The key point is that, thankfully, we have not (yet) put too much emphasis on providing distorting incentives for renewable energy, which are creating more economic pain than they need to in places such as Germany.
Nevertheless, from what I’ve read, the commission’s work shows that a modest carbon tax – $9/tonne – would provide a better result than existing renewable energy schemes, which are actually costing more than $40/t to deliver the same outcome.
No matter what your view on climate change, or the fact that Prime Minister Julia Gillard reneged on her pre-election pledge to not introduce a carbon tax, the commission’s report seems to make it difficult to ignore this policy direction.
It is possible that a very modest carbon tax would simply be a direct mechanism for reducing our energy consumption, just as a fuel tax has long encouraged Australians to invest in smaller or more fuel efficient cars than people in the US.
In doing our fair share – in the words of Professor Garnaut – there also appears to be scope to exclude critical industries, just as many other ‘greener’ nations have done.
While we wait for further evidence that our climate is changing more rapidly than nature intended, or that there is anything we can do about it, I am not opposed to measures that make us more efficient users of energy – a much better goal than keeping up with the Joneses of climate change alarmism, who have clearly made some costly mistakes with their policies thus far.
In my view, by staking her prime ministership on a reversal of the carbon tax policy she took to the election, Ms Gillard has made sensible policy in this area harder to sell.

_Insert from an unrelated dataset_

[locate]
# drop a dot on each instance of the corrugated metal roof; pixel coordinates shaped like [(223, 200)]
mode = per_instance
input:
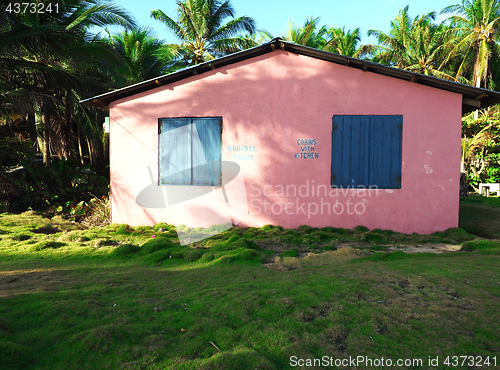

The government, for instance, wants to use much of the tax raised to ensure people who might vote for it don’t feel any financial pain. Such policy is not just wrong, but ultimately it won’t work.
The Productivity Commission report offers her a lifeline, appealing to those who are willing to sacrifice a little in a precautionary act – so long as the government jettisons more expensive policies as part of the package.
Ms Gillard won’t get my vote, but at least we have seen something more enlightened from those who advise her – which gives me a little more faith in the outcome.